И все равно слушать было тяжело.
Мадам Софи с силой прижимала ладонь к губам, глаза блестели от слез. Соболь слушал очень внимательно, иногда вставлял краткий вопрос. Некоторые, как я догадался, были «на засыпку», но Жрец отвечал на них невозмутимо, не подавая виду, что догадался о проверке. После его рассказа на минуту в помещении повисла траурная тишина.
Потом Тир-Убрель добавил:
– Многое из случившегося пока что остается для меня загадкой. Но теперь у нас есть возможность кое-что прояснить. Этот, – он кивнул на притихшего биорда, – тоже был там.
Эрик Ильич развернулся к жалкой фигурке в углу и негромко спросил:
– Кто ты такой?
Кажется, вопрос поставил жалкое подобие биорда в тупик: он нервно завозился, косясь на пистолет в руках Жреца, и проныл:
– Я не знаю, господин.
– Не знаешь? Но хоть имя у тебя есть?
– Меня обычно называют Дижон.
– Ты родился здесь, в этом мире?
Биорд мелко затряс головой:
– Нет-нет!
– Где же?
– Не знаю.
– Как это?
– Мы жили на острове, вокруг была только вода, океан, – глотая слова, начал объяснять тот на своем ужасном наречии. – Там я родился, и остальные тоже. Потом нас привезли сюда.
Мадам Софи спросила взволнованным голосом:
– Кто еще был на острове? Другие Древние?
– Да, но мы так себя не называли, – потряс головой Дижон. – Иногда кого-то увозили с острова, и мы их больше не видели. Сестру мою увезли. А еще брата. Но его потом вернули.
– Увезли – кто?
– Люди, – с легким придыханием ответил биорд, будто говорил о богах.
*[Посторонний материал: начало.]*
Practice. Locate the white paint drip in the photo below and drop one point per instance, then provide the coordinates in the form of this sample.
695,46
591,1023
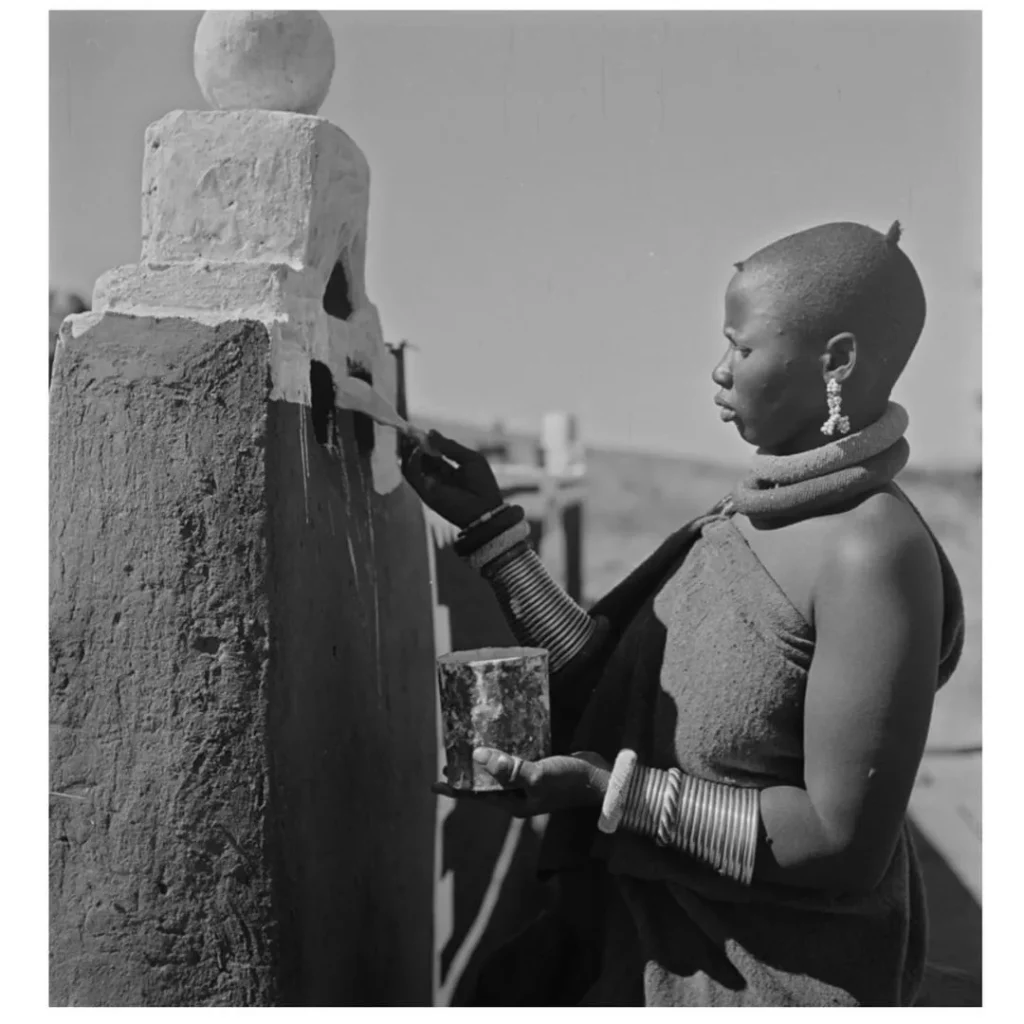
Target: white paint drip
376,586
479,926
304,458
351,558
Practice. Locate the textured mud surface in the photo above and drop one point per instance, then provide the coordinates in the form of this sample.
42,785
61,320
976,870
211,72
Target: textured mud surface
494,698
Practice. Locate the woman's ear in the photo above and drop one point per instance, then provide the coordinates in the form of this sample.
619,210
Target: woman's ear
840,356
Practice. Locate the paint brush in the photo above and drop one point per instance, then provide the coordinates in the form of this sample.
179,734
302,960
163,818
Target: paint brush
358,396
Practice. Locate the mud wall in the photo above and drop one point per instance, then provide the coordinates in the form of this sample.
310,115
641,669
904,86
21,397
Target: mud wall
351,720
241,687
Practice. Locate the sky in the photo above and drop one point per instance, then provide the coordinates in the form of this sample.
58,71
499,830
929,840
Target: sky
557,199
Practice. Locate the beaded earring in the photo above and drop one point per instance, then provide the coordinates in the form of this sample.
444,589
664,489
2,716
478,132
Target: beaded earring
835,421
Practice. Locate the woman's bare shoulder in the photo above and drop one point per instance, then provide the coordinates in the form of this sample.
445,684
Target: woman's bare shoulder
881,538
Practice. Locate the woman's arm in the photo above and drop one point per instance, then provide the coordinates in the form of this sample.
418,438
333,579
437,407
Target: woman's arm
868,702
878,610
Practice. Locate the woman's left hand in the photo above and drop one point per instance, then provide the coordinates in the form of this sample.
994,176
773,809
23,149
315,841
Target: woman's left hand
539,786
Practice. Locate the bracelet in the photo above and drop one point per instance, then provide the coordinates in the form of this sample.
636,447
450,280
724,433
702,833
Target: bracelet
619,786
716,823
499,545
543,611
479,521
670,807
469,541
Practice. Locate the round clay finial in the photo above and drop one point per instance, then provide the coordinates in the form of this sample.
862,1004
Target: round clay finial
264,59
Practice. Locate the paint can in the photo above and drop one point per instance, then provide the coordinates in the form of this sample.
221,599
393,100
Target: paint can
498,697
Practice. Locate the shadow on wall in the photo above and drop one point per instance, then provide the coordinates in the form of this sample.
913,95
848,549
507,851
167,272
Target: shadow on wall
62,303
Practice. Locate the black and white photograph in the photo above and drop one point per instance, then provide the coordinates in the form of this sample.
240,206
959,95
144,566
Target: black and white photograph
514,509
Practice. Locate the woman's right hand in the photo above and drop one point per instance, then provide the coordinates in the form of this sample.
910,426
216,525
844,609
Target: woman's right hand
459,487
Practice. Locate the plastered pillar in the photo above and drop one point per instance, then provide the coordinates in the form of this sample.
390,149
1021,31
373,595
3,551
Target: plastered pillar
242,692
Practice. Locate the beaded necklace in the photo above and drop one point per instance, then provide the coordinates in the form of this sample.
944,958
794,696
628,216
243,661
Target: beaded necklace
807,481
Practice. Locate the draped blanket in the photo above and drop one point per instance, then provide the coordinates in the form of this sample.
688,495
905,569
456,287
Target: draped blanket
700,660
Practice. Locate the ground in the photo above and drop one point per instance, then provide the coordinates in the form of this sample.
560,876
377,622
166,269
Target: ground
635,500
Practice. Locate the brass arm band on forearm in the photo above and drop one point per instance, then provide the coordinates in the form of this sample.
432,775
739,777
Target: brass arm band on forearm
544,614
716,823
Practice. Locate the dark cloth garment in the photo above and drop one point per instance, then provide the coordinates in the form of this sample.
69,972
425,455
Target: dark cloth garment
701,664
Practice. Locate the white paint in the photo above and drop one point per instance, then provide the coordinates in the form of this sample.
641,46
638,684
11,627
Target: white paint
245,214
275,59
– Люди? Такие, как мы? Атланты?
– Нет, об атлантах я только здесь в первый раз и услышал, – с простодушным видом сообщил бывший охранник. – Те были не такие сильные и быстрые. Но у них было оружие.
– И чем же вы занимались на том острове?
– Ну… просто жили… учились.
– Вот как? – оживился Соболь. – Чему именно? Каким наукам?
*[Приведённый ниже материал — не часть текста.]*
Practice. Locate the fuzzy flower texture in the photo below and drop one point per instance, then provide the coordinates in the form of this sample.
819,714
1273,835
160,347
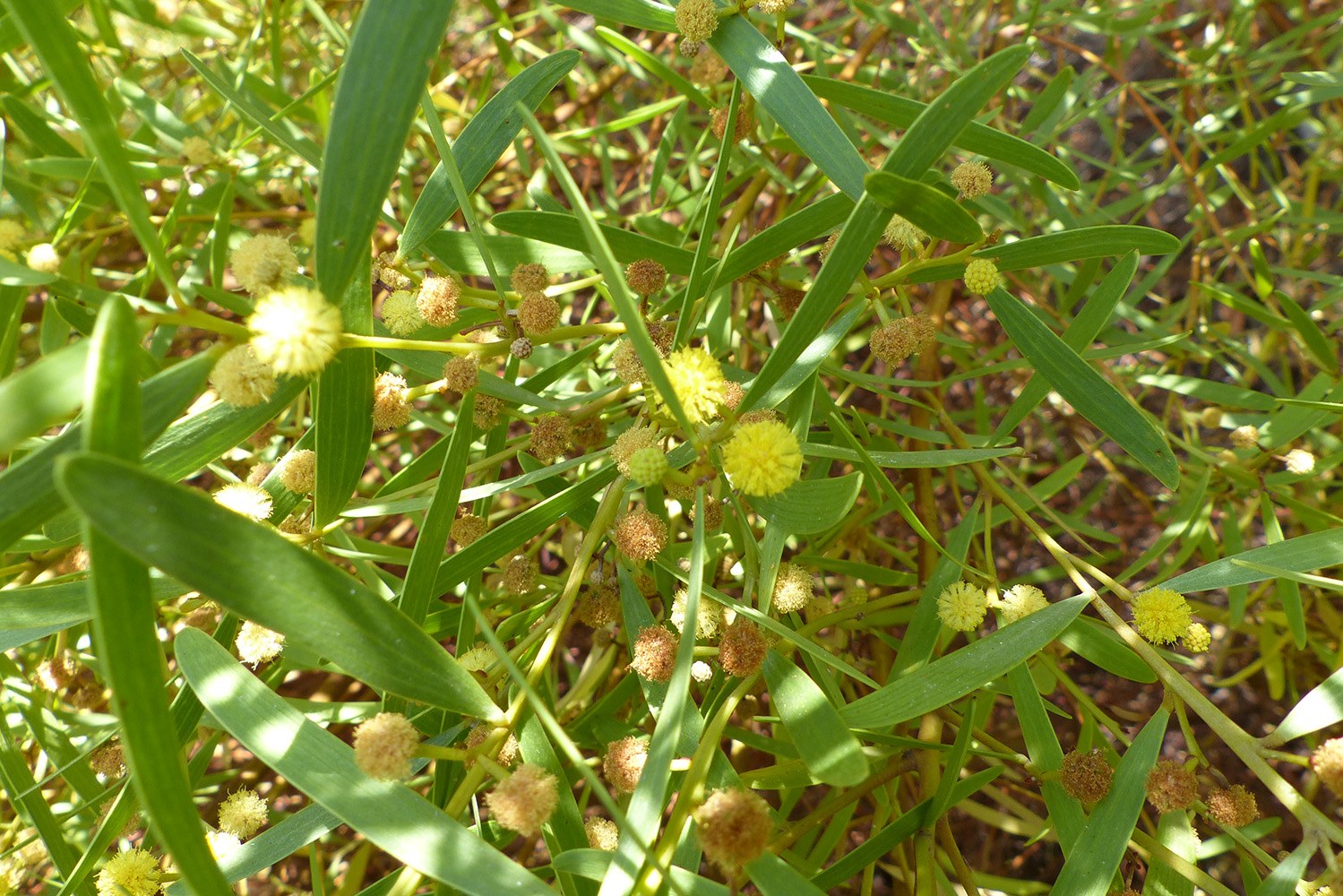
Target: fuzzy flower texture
763,458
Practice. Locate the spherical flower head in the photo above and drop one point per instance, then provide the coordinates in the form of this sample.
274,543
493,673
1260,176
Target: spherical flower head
242,813
525,799
198,151
1197,638
258,643
624,763
743,649
708,69
648,465
391,408
903,234
296,331
45,258
1170,788
626,362
971,179
697,382
793,589
245,498
1232,806
263,263
962,606
461,374
762,458
602,833
486,413
468,528
436,300
599,605
646,277
629,443
134,872
384,745
552,435
981,277
1327,762
530,279
520,573
1085,775
538,314
1245,437
109,761
708,618
896,340
1299,461
734,828
640,535
400,314
654,653
298,471
1020,602
1162,616
696,21
241,379
11,234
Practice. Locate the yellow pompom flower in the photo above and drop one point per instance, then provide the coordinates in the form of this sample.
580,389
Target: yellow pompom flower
697,382
962,606
296,331
134,871
762,458
1162,616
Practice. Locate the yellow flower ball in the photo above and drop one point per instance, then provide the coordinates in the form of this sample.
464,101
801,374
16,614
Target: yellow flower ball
296,331
762,458
1162,616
– Ну, быстро бегать, драться, пользоваться оружием, маскироваться, – принялся с заметным удовольствием перечислять Дижон. – Убивать быстро, убивать медленно, убивать…
– Довольно! – перебила мадам Софи. – Вы убивали себе подобных?
– Вообще-то, госпожа, это было запрещено. Но если нас становилось слишком много, то тогда нам разрешали убить некоторое количество. Или если кто-то нарушал правила. Или тех, кого возвращали назад. Вот и брата моего…
– Достаточно, – сказал Эрик Ильич. – Вернемся к этому позднее. В лагере все в порядке? Справились без нас?
И посмотрел на нас с Иолой. А мы поспешили отвести глаза. Нет, мы не справились.
Что-то дрогнуло в лице нашего директора, он тяжело перевел дыхание:
– Так, рассказывайте!
Я сразу решил, что возьму это на себя, с Иолы на сегодня и так хватит. Когда говоришь ровным голосом, просто перечисляешь факты – как-то легче рассказывать даже самые страшные вещи. И я был благодарен мадам Софи, что она сумела сдержаться, когда узнала про смерть Хонг. Я рассказал и про Женьку Карамыша, и про Альдонина, и про записку – все ведь могло иметь значение. Вкратце изложил события с того момента, как мы оказались в Черных Пещерах, и до этой самой минуты.
А потом замолчал, глядя себе под ноги.